O ano do azar da Zara

18 08 2011

Há alguns dias usei um ditado popular em um dos posts desse blog, mas ele cabe tanto à   atual situação, que não vejo problema em usá-lo novamente. “Por fora bela viola, por dentro pão bolorento” é a melhor expressão diante dos fatos que estão envolvendo a marca de roupas de grife Zara. O escândalo é grande, e o descaso maior ainda. Uma reportagem feita pela programa A liga, denunciou um esquema de escravidão que a marca utilizava para a confecção de suas peças. Os trabalhadores eram estrangeiros que chegavam no país em busca de oportunidades, e eram obrigados a trabalhar em ambientes precários, com salários desumanos a fim de gerar lucros para a empresa. O absurdo era tanto que uma calça jeans custava para a produção um valor de aproximadamente R$0,20 para cada “escravo”.

Além da falta de registro, os trabalhadores não tinham equipamentos adequados, viviam praticamente em cárcere privado, sem o mínimo de segurança e higiene. Eram mais de 14 horas diárias trabalhando como máquinas, para essa empresa aparecer na mídia como a marca do status. Agora me irritei, vou falar o que é ser chique e ter status de verdade. Estar na moda é usar a inteligência e o bom caráter para viver, é pensar no próximo e não se deixar corromper pelo dinheiro. É fazer o bem e criar tendências de personalidade humana e não de monstros sem coração. Tenho certeza de que a Zara depois dessa reportagem perdeu mais do que clientes, perdeu o respeito dos consumidores.

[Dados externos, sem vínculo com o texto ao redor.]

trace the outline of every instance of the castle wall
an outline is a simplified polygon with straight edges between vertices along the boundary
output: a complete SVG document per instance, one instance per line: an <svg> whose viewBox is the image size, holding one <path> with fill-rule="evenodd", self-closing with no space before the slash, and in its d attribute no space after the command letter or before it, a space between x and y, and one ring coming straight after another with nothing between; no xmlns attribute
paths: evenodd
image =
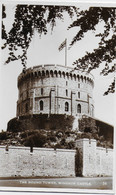
<svg viewBox="0 0 116 195"><path fill-rule="evenodd" d="M77 140L83 154L83 176L112 176L113 150L96 146L94 139Z"/></svg>
<svg viewBox="0 0 116 195"><path fill-rule="evenodd" d="M112 176L113 150L96 146L96 140L80 139L76 142L80 175ZM0 177L75 176L76 150L0 146ZM80 166L78 164L78 166ZM78 168L78 167L77 167ZM78 176L78 174L76 174Z"/></svg>
<svg viewBox="0 0 116 195"><path fill-rule="evenodd" d="M113 150L97 147L96 164L97 175L113 175Z"/></svg>
<svg viewBox="0 0 116 195"><path fill-rule="evenodd" d="M75 151L0 146L0 177L75 176Z"/></svg>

Eu não tenho mais coragem de entrar numa dessas lojas e comprar uma camiseta, é questão de ética, sempre vou saber que pode ter sido feita por gente como os que aparecem na reportagem. Essa má conduta não tem desculpas, nem explicações, eu como cidadã não consigo colocar na cabeça que ainda possam existir pessoas que só pensam nelas mesmas, e não ligam para nada além das suas mansões, iates, viagens e jatinhos particulares. Não faço apologia a nenhum tipo de violência, mas é inevitável não desejar o mal para esse tipo de gente. Ah, esqueci, no Brasil, com dinheiro tudo se resolve não é? A única certeza que tenho é que essas lojas ainda ficarão abertas por motivos “políticos” junto com toda a corrupção. Pensar o que? Um país que elege bandido só poderia varrer o caso para debaixo do tapete. Não é só minha opinião, mas a opinião de milhões de pessoas: se ainda há justiça, espero que essa loja apodreça sem clientes nem  lucros para que gente dessa laia aprenda de uma vez por todas que “aqui se faz, aqui se paga”.